The complete guide to error monitoring and crash reporting
Software bugs are frustrating for everyone. End users lose patience and leave, developers struggle to reproduce errors, and businesses lose customers without even knowing why.
This is where error monitoring software (or crash reporting software, depending on your vocabulary) enters the picture. This kind of tool is an increasingly essential item in any developer’s toolbox, improving results for their customers, their business and themselves.
In fact, we originally built Raygun as an internal tool to monitor for errors in an earlier software product. It quickly became indispensable for our entire team, and we realized that we might not be the only ones who’d want to use this game-changing tool. One of the most striking revelations from deploying Raygun Crash Reporting into our own products was that only about 1% of our customers reported an issue.
Let that sink in: Only one in every hundred of our users who had a bad experience would report it! It’s no wonder so many teams underestimate the impact of bugs on their customers and their own growth - we’re all flying blind.
What is error monitoring?
I’ve already gotten ahead of myself though. What is error reporting? Is it different to crash reporting?
Let’s start with the terminology. In a classical sense, an error means something went wrong, while a crash means that it went so wrong that the whole application or system crashed. Crashes, obviously, are bad. However, they’re also less frequent than they were in the 90s and early 2000s - it’s more common now for something to just not work quite as intended.
Many developers still use the terms error reporting/monitoring and crash reporting interchangeably, but in reality, it remains important to have a solution that will track both types of fault. Getting full visibility of errors across your whole stack is fundamental to understanding the quality of your entire software solution.

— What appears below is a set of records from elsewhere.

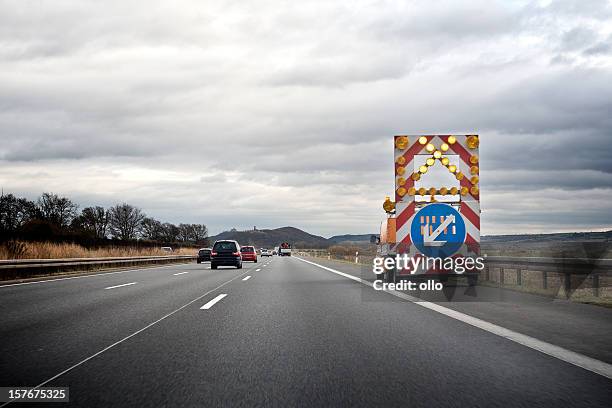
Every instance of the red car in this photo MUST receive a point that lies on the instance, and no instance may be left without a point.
(248, 253)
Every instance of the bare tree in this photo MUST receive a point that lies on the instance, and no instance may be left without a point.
(185, 232)
(56, 210)
(125, 221)
(170, 232)
(200, 232)
(151, 229)
(95, 220)
(14, 212)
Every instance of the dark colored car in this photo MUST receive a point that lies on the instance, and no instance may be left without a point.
(248, 253)
(225, 253)
(204, 255)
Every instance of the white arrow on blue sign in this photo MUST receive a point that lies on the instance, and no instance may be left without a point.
(437, 230)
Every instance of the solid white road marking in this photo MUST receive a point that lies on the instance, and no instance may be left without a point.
(133, 334)
(212, 302)
(84, 276)
(120, 286)
(577, 359)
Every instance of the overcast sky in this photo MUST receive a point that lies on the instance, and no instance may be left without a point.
(274, 113)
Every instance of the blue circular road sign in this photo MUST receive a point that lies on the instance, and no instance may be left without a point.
(437, 230)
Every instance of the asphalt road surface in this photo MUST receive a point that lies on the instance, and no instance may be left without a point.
(286, 333)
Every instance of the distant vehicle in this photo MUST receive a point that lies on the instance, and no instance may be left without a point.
(204, 255)
(248, 253)
(225, 253)
(285, 249)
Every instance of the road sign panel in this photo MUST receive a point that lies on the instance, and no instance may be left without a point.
(438, 230)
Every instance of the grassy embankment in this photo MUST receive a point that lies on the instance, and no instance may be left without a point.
(50, 250)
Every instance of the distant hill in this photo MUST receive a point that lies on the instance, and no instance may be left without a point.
(336, 239)
(269, 238)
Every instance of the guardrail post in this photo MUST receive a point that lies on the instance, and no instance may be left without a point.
(567, 283)
(596, 284)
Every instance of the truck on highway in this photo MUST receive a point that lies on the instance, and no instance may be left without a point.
(284, 249)
(436, 228)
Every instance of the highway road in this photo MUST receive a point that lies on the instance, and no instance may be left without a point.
(287, 332)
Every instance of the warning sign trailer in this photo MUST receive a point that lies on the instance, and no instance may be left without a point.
(428, 220)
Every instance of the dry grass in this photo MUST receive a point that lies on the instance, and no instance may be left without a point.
(50, 250)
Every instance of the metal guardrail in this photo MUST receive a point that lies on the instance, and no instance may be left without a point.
(555, 274)
(23, 268)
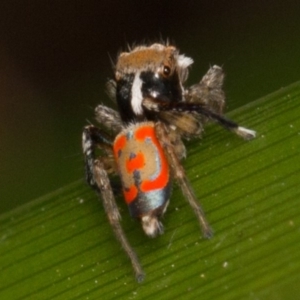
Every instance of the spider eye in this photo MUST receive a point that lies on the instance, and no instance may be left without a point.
(166, 71)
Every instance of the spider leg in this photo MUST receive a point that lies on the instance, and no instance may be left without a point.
(108, 117)
(182, 180)
(97, 177)
(200, 109)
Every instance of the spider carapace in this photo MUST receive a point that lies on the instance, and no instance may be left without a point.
(143, 139)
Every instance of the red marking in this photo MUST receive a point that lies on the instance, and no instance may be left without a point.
(138, 162)
(134, 163)
(119, 145)
(163, 177)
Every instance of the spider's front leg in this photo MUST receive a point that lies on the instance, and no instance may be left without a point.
(97, 170)
(180, 176)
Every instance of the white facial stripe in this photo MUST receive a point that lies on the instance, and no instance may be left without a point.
(184, 61)
(136, 95)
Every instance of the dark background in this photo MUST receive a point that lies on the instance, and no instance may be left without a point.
(55, 59)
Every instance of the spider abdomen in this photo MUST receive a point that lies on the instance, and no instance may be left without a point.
(145, 174)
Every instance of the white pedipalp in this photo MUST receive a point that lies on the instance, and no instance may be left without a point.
(136, 95)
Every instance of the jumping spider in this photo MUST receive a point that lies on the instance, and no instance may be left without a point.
(155, 113)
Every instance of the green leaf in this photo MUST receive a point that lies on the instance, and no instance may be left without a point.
(62, 247)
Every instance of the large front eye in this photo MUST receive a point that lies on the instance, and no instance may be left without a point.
(166, 71)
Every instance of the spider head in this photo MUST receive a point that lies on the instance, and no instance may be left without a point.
(155, 72)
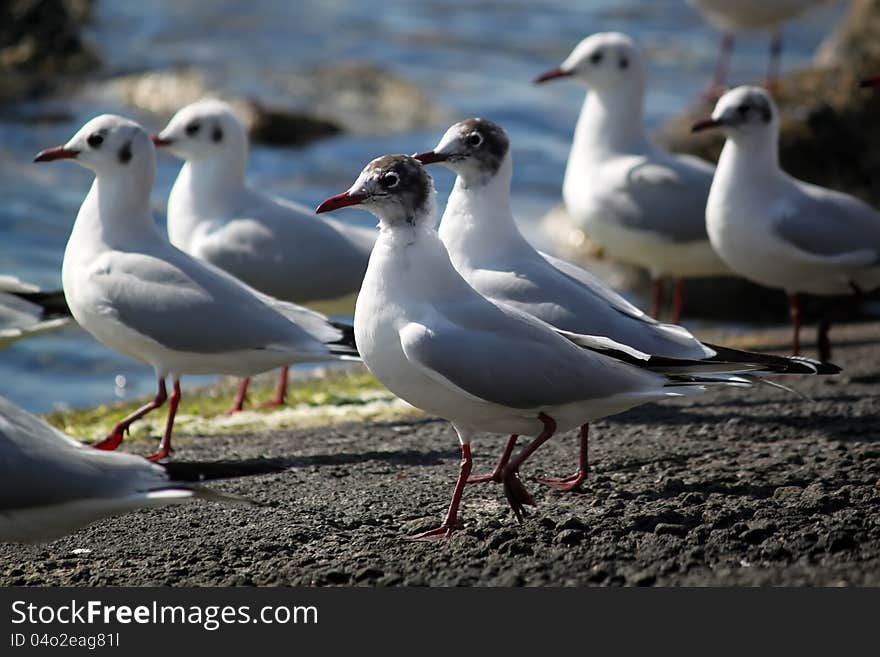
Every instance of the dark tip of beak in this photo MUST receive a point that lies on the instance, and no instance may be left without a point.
(870, 81)
(343, 200)
(706, 124)
(56, 153)
(430, 157)
(552, 74)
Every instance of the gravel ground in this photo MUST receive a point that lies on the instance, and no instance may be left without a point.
(732, 488)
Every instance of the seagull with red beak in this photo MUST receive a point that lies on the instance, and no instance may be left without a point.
(139, 295)
(488, 250)
(274, 245)
(779, 231)
(641, 204)
(439, 344)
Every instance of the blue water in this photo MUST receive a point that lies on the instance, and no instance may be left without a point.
(471, 57)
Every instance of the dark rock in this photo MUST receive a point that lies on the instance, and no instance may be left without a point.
(41, 40)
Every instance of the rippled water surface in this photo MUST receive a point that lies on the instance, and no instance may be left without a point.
(471, 57)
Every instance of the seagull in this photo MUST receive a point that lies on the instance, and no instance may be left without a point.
(731, 17)
(642, 204)
(486, 247)
(436, 342)
(26, 310)
(139, 295)
(51, 484)
(779, 231)
(276, 246)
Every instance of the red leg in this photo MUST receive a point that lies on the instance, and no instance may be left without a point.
(657, 308)
(678, 304)
(517, 495)
(574, 481)
(165, 446)
(719, 79)
(450, 522)
(280, 391)
(795, 304)
(495, 475)
(240, 397)
(774, 66)
(824, 341)
(114, 439)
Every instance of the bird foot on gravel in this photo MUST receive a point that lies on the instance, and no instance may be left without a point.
(566, 484)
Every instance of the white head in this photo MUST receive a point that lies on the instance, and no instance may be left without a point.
(395, 188)
(744, 113)
(208, 129)
(108, 145)
(606, 61)
(474, 148)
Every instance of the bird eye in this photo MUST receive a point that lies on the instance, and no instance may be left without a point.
(390, 180)
(474, 139)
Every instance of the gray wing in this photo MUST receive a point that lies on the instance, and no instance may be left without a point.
(571, 299)
(187, 305)
(40, 466)
(502, 356)
(663, 194)
(824, 222)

Why do you need error monitoring and crash reporting?
Error monitoring and crash reporting solutions aren’t just helpful or illuminating, they’re necessary. Here’s why:
1. You don’t know what you don’t know
I was shocked to find that only 1% of our customers reported errors and crashes, but it turns out that’s not unusual. Without monitoring, plenty of teams assume that they don’t have a quality problem at all. Helping thousands of businesses improve their software quality has led us to an uncomfortable truth: most of us significantly overestimate the quality of our software.

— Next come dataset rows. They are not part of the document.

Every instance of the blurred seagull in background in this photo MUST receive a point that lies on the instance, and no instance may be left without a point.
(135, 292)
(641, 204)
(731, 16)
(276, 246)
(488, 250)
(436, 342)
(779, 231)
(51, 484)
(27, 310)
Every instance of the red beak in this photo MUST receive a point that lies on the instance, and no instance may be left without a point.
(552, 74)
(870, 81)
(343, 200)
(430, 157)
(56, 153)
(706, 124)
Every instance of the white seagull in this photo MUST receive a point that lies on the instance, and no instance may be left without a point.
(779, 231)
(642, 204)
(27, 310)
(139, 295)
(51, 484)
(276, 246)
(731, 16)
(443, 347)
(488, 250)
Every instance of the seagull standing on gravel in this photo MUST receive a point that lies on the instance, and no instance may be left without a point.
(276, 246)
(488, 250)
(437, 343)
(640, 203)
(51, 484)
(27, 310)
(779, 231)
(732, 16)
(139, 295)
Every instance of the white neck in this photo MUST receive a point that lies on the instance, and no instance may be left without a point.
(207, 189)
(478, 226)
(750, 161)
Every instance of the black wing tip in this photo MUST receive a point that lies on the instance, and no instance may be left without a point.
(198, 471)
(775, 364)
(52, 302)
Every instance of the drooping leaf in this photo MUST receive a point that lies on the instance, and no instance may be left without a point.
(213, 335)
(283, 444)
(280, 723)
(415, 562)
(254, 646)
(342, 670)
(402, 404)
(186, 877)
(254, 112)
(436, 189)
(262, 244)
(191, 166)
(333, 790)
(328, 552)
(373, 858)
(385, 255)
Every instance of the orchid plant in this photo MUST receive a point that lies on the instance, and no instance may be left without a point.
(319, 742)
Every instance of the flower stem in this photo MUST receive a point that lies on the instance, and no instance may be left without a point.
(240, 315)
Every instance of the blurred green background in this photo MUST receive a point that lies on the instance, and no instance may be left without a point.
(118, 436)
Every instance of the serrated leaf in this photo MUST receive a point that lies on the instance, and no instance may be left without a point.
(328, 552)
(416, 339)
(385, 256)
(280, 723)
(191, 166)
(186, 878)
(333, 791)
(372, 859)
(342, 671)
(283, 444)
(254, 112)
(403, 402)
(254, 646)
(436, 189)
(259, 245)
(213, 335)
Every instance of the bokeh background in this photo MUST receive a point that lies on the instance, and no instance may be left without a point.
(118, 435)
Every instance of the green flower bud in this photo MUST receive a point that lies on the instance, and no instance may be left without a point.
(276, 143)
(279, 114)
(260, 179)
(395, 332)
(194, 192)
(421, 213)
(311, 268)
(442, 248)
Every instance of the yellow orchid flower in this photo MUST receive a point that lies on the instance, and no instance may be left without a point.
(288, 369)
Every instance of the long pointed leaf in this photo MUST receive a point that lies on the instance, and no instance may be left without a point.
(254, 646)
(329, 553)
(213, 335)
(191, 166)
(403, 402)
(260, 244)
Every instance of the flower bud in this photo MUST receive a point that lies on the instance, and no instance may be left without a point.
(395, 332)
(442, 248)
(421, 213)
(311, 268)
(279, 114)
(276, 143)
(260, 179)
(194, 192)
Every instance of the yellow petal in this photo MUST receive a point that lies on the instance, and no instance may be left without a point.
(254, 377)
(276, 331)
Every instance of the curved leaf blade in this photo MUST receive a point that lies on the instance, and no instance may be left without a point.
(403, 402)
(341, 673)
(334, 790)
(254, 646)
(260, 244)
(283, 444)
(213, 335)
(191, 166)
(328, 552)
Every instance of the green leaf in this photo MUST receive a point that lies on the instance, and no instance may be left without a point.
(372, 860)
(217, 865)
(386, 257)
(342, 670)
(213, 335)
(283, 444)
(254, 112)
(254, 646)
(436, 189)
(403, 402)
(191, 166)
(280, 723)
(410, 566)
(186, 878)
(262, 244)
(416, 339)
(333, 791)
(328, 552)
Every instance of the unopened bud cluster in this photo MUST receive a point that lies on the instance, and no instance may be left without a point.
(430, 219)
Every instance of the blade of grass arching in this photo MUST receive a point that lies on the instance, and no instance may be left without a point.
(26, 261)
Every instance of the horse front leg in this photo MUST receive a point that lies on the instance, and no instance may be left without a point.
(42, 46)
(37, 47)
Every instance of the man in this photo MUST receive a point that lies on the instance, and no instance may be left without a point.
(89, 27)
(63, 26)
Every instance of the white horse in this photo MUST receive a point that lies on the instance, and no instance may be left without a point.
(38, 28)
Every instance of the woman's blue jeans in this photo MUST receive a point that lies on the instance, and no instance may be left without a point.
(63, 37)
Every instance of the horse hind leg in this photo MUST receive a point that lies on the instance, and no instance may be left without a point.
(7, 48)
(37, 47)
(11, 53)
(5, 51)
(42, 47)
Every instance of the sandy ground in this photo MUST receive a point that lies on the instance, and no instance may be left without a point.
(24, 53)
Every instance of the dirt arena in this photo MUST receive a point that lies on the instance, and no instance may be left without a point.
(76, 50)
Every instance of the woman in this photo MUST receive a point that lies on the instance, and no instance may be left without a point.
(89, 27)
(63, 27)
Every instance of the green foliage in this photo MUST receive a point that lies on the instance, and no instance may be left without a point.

Fortunately, once you have visibility you can take action. It may be a little humbling to begin with, but it’s far better to know where you stand and improve on it.

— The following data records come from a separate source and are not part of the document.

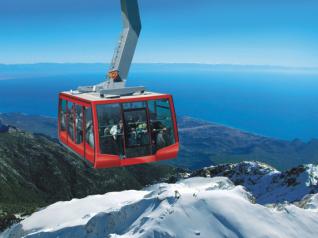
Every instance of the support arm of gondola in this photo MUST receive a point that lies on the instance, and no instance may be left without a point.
(124, 53)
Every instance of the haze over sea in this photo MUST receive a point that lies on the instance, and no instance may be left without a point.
(277, 103)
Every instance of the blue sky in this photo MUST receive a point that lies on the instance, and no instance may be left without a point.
(270, 32)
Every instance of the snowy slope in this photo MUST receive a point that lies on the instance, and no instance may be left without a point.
(207, 207)
(267, 184)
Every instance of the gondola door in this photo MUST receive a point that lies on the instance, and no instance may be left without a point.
(137, 130)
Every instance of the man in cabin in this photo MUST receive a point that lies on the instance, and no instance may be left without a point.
(117, 132)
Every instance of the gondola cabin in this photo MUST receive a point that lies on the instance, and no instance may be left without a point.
(122, 131)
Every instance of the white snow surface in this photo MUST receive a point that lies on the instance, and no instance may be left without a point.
(206, 207)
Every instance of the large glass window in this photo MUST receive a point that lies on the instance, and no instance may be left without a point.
(89, 130)
(111, 129)
(79, 124)
(70, 120)
(137, 129)
(63, 114)
(162, 131)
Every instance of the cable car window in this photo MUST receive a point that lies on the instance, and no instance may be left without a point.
(162, 130)
(63, 114)
(79, 124)
(134, 105)
(70, 121)
(137, 140)
(89, 130)
(111, 129)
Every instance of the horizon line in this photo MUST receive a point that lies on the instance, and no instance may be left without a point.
(171, 63)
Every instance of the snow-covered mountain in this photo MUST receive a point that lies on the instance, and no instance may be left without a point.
(267, 184)
(193, 207)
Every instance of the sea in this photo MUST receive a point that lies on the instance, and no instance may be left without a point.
(282, 105)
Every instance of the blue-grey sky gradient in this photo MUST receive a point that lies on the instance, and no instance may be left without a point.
(266, 32)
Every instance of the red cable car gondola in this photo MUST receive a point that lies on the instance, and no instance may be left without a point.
(111, 125)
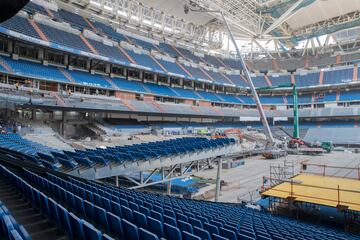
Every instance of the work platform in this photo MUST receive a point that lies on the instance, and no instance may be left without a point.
(342, 193)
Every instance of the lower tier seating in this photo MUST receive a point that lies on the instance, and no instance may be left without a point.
(131, 215)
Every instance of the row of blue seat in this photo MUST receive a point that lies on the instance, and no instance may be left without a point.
(175, 218)
(9, 228)
(73, 226)
(55, 159)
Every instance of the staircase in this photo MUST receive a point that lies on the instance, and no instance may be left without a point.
(96, 130)
(37, 225)
(59, 100)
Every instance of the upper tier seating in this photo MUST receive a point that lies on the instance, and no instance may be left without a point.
(160, 90)
(34, 8)
(218, 77)
(259, 81)
(133, 86)
(74, 19)
(338, 76)
(305, 80)
(109, 31)
(144, 60)
(189, 55)
(209, 96)
(168, 49)
(64, 38)
(172, 67)
(84, 78)
(353, 95)
(186, 93)
(144, 44)
(280, 80)
(196, 72)
(271, 99)
(237, 80)
(21, 25)
(232, 63)
(212, 60)
(108, 51)
(31, 69)
(131, 215)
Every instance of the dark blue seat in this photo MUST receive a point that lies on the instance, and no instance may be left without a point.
(171, 232)
(127, 213)
(89, 209)
(116, 208)
(115, 225)
(91, 233)
(195, 222)
(184, 226)
(146, 235)
(217, 237)
(156, 215)
(203, 234)
(155, 226)
(130, 230)
(231, 235)
(64, 221)
(170, 220)
(76, 223)
(189, 236)
(101, 218)
(106, 237)
(140, 219)
(15, 235)
(211, 228)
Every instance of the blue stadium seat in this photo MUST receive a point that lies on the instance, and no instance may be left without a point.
(146, 235)
(130, 230)
(171, 232)
(189, 236)
(91, 233)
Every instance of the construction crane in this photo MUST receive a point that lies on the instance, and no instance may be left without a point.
(295, 140)
(296, 133)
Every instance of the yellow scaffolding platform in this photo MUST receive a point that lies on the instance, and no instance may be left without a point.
(323, 190)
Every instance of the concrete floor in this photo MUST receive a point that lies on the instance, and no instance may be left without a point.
(244, 182)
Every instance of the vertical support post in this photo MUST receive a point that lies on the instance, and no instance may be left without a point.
(63, 123)
(141, 177)
(168, 188)
(117, 181)
(267, 130)
(218, 181)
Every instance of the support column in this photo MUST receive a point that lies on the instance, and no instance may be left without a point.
(117, 181)
(63, 123)
(168, 188)
(218, 181)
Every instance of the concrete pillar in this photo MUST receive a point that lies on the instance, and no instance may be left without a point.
(63, 123)
(41, 54)
(107, 68)
(117, 181)
(218, 181)
(168, 188)
(10, 46)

2. Getting users to explain how to reproduce an error is hard
Trying to describe a bug is hard enough for any of us, let alone a non-technical end user who was just trying to get something done. If we’ve already delivered a poor experience, asking the customer to then tell us how to recreate it is rubbing salt in the wound.
Most modern error and crash reporting software will capture enough detail (including the actions users took leading up to the error) to help you recreate the issue with ease — and with more precision than a customer could ever provide.
3. Poor software quality damages, or destroys, businesses
Obviously, a developer’s job is to create excellent software solutions for customers. However, when the software isn’t great, the impact extends far beyond the dev department and throughout the whole business.
For example, take an error that prevents a customer from paying. That error is costing the business every time it occurs, and ultimately reducing business performance.
Or consider a bug in the onboarding flow of a SaaS application. That one bug will slow down the process of turning a lead into a paying customer, requiring more assistance from onboarding and support teams, or even causing customers to go with a competitor. This drives up the Cost to Acquire a Customer for the business, and again, reduces business performance.
Software quality is paramount to efficient growth. Addressing bugs that block key customer activities is also an excellent way to demonstrate the power of development to the rest of the business, showing how eliminating errors can boost metrics like customer engagement and conversion rates or reduce support tickets. Proving the importance of error resolution can even help get additional resources allocated to maintaining and improving quality.
4. Great software is becoming table stakes
When was the last time you got an error trying to search Google? Ordering an Uber? In iMessage?
Bugs will always be a fact of life in the software world, but the highest-performing businesses know that smooth software experiences are increasingly becoming a minimum expectation. The competition is only a few clicks away and word of mouth has a silent but significant impact on business performance. Users are more likely to talk about a bad experience than a good one, meaning that poor software quality can hamper any business regardless of brand or size.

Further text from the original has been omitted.